Mediation is an informal process of dispute resolution in which a neutral mediator assists two or more parties in settling a dispute. In many, but not all, cases the parties are in litigation and seek the help of an unbiased third party in settling the case. In other cases the dispute has not yet led to a formal lawsuit and is settled before a lot of attorney fees have been incurred. Mediations can last for several hours or even several days, but it is common for a mediation to last for one day. Most of the mediation consists of the mediator going back and forth between the parties until all sides agree upon a settlement.


2. The Mediator's Role
The mediator is not merely a messenger bringing offers and counteroffers from conference room to conference room. Rather, the mediator actively assists each party in evaluating its case.
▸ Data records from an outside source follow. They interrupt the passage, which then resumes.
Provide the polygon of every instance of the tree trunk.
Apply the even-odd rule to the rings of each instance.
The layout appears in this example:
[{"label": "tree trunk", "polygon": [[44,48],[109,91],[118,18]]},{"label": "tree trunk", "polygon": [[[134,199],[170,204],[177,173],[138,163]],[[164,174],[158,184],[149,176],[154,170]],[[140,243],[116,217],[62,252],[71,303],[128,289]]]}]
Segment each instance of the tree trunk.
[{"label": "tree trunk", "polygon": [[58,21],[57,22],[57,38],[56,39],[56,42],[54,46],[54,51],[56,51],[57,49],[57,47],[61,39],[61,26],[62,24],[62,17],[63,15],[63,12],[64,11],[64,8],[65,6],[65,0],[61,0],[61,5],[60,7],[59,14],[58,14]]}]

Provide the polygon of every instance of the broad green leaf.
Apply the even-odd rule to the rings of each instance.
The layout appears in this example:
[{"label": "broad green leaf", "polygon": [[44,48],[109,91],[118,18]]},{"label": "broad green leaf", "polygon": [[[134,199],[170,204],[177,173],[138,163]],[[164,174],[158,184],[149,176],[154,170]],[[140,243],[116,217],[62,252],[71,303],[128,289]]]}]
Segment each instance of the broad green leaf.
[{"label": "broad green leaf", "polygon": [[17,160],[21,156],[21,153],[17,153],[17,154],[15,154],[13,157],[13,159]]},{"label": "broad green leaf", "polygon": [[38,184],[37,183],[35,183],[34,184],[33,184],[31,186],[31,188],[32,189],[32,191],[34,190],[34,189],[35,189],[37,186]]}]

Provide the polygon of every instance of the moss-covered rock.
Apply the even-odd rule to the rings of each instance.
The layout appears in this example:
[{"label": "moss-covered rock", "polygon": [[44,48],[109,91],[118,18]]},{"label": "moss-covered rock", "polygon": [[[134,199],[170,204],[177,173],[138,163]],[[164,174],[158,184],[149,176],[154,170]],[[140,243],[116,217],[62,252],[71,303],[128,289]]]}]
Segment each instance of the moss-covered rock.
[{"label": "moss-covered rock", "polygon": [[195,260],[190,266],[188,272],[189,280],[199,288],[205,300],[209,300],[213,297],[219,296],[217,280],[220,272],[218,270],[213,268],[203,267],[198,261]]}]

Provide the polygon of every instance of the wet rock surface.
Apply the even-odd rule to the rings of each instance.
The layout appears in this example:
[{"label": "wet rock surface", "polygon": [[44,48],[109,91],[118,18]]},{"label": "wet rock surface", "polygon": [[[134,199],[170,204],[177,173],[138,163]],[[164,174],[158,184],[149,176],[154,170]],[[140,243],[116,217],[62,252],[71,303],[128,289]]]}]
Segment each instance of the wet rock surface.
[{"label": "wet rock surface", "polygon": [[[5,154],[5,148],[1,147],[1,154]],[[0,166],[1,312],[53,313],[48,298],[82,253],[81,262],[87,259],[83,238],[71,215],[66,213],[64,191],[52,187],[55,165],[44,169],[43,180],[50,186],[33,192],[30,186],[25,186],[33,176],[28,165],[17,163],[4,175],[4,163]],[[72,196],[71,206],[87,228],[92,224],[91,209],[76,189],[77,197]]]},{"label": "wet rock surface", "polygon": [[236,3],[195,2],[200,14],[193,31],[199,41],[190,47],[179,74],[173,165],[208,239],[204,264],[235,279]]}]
For most parties, this is the first time that a completely neutral person is evaluating the case, and the mediator's unbiased views may be helpful. The mediator also may suggest an appropriate range for settling the case, although all decisions are the parties' own.


3. Mediation Confidentiality
The statements made by parties to each other or to the mediator are protected under the confidentiality rules in the California Evidence Code Sec. 1119 et seq. The code declares any such statements inadmissible in any subsequent procedure should the mediation fail. This rule encourages the parties to speak openly and candidly about their cases and not worry that comments or offers will be used against them if the case goes to trial. It is important to note, however, that mediation confidentiality is not absolute. While a statement made in mediation cannot be used in a subsequent trial, nothing prevents a party from disclosing the statement to other persons or to the media. If the parties want to be sure that all statements made in a mediation will not be made public in any manner, they will need to enter into a separate confidentiality agreement and not rely solely on the provisions of the Evidence Code.


4. How Do I Prepare for a Mediation?
Preparing for a mediation is in some ways like preparing for a trial or arbitration: Lawyers have to be familiar with the evidence in the case and with the controlling law. They will need to respond to the mediator's questions about their legal position and to justify their settlement position. Beyond this basic preparation, lawyers need to prepare their clients for the mediation process. For example, it is critical that the clients understand that mediation is a process of negotiation and compromise, and that the final settlement may bear little resemblance to the parties' opening offers. For the mediation to succeed, each party's counsel needs to prepare its client with a realistic evaluation of the case and make sure that the parties don't fall in love with the opening offer.


5. Getting the Deal in Writing
Mediations can take a long time, and sometimes the parties may not reach agreement until late at night when everyone is tired, hungry, and grumpy. The temptation to document the deal the next day when everyone is fresh may be overwhelming. This would be a huge mistake. No one should leave a mediation with nothing more than an oral agreement and a handshake. It is way too easy for a party to back out of a deal that is not documented in writing. Optimally, one of the parties or the mediator has a "fill in the blanks" settlement form that can be filled out quickly. But even if no one has brought such a form, the parties need to sign something before leaving, even if it's a handwritten list of deal points on a yellow pad. To be sure that the agreement is enforceable, the parties should include language such as this: "This is a binding settlement agreement, enforceable under Code of Civil Procedure Sec. 664.6." Then put in the essential points: the defendant will pay $x to plaintiff, the plaintiff will execute a release, and so forth. In most cases, such a bare bones agreement can be done quickly, and it is well worth the effort. Nothing could be more frustrating than working all day to achieve a settlement and discovering the next day that there isn't a settlement after all.